Her gaze darted to him for a moment before returning to her paper. “Synne dared to stand up to the Norseman Ivar. He resented being on the island, wanted to be sent to the mainland and the Jarldoms there, where the Danish political centers were located.”
Now that was something he understood only too well, Peter thought acidly, being forced someplace you had no wish to be.
“But Synne captivated him,” Lenora continued. “Despite himself, he fell in love with her.”
Her voice had taken on a magical cadence, drawing him in. Without knowing he was doing so, he stepped closer to her. “How do you know the story so well?”
She shrugged. “I came to stay with Lady Tesh often as a girl. This island is like a second home to me.” Her lips quirked, softening her face. “Margery and I begged her to tell us the stories every chance we got. And how could we not be fascinated? The Viking warrior, a brave maiden, true love.” Her smile wavered for a second, like a flame in a gust of wind, before it vanished, casting her face in shadows.
Was she thinking of Hillram and their doomed engagement? A sour feeling sat heavily in his gut at the thought. Confused—for it was unlike any emotion he had ever felt before—he slid his gaze from her profile to her drawing.
The valley was laid out on the paper, the minimal lines of her sketch imbuing a perfect—if strangely emotionless—sense of the place. Peter had the sudden desire to ask what had happened to Synne. Had she and her Viking lived happily together? At the last minute, however, he stopped himself. He didn’t want to know. He didn’t want to ruin this moment with the truth of it. For he knew, in his gut, that things could not have ended happily for the couple.

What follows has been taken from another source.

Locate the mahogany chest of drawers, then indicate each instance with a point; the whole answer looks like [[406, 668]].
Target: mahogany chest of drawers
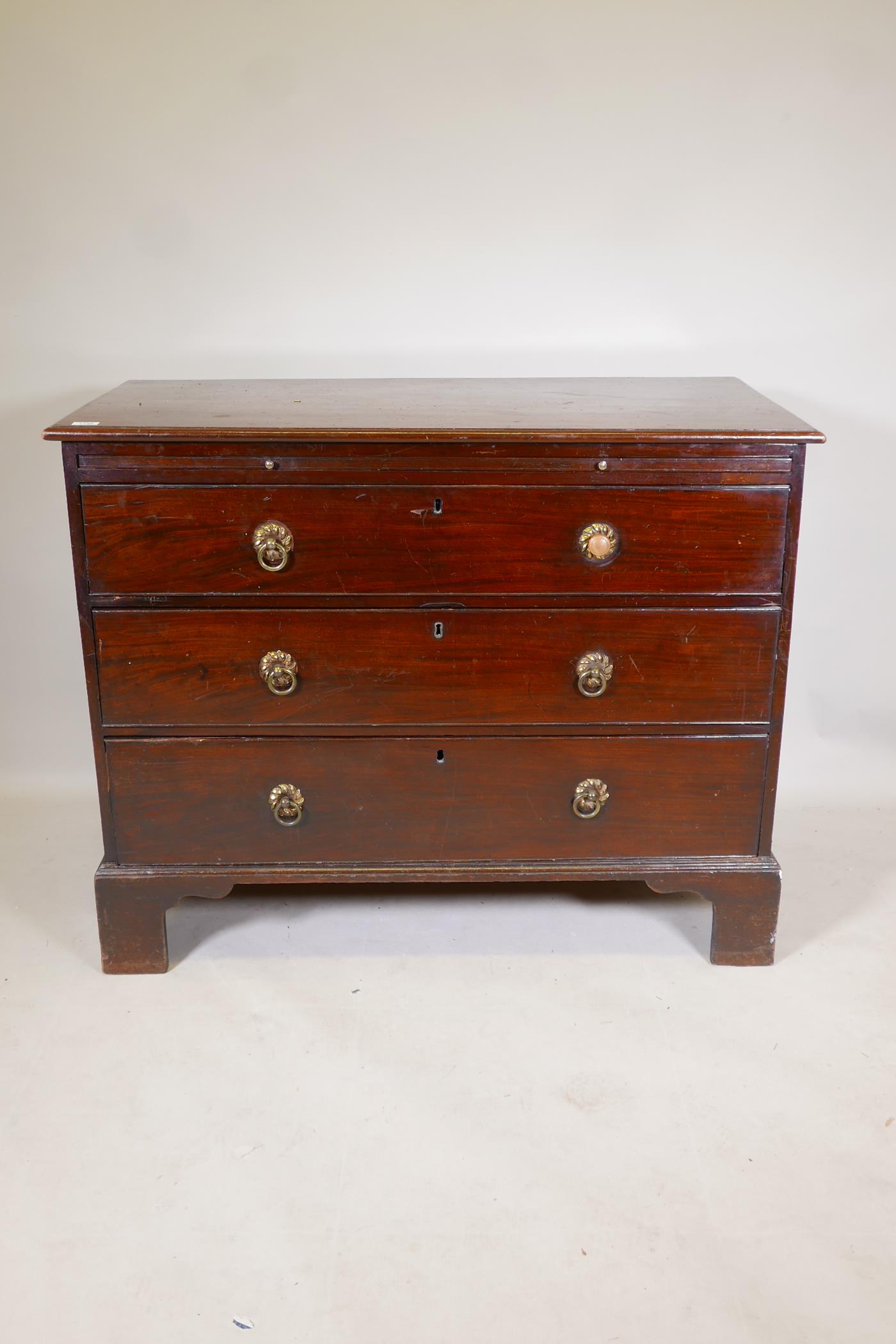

Perhaps there was a curse on this place if that was true. He looked at Miss Hartley’s downcast profile. For wasn’t she suffering through her own failed chance at love?
Again that sour feeling in his belly. Surely this wasn’t jealousy. He could not be jealous of the hold some dead man had on Miss Hartley’s affections.
Perhaps that walk wasn’t such a bad idea after all.
Without a word, Peter turned and strode away, down the back of the rise. Leaving his confusing feelings back in the grass at Miss Hartley’s feet.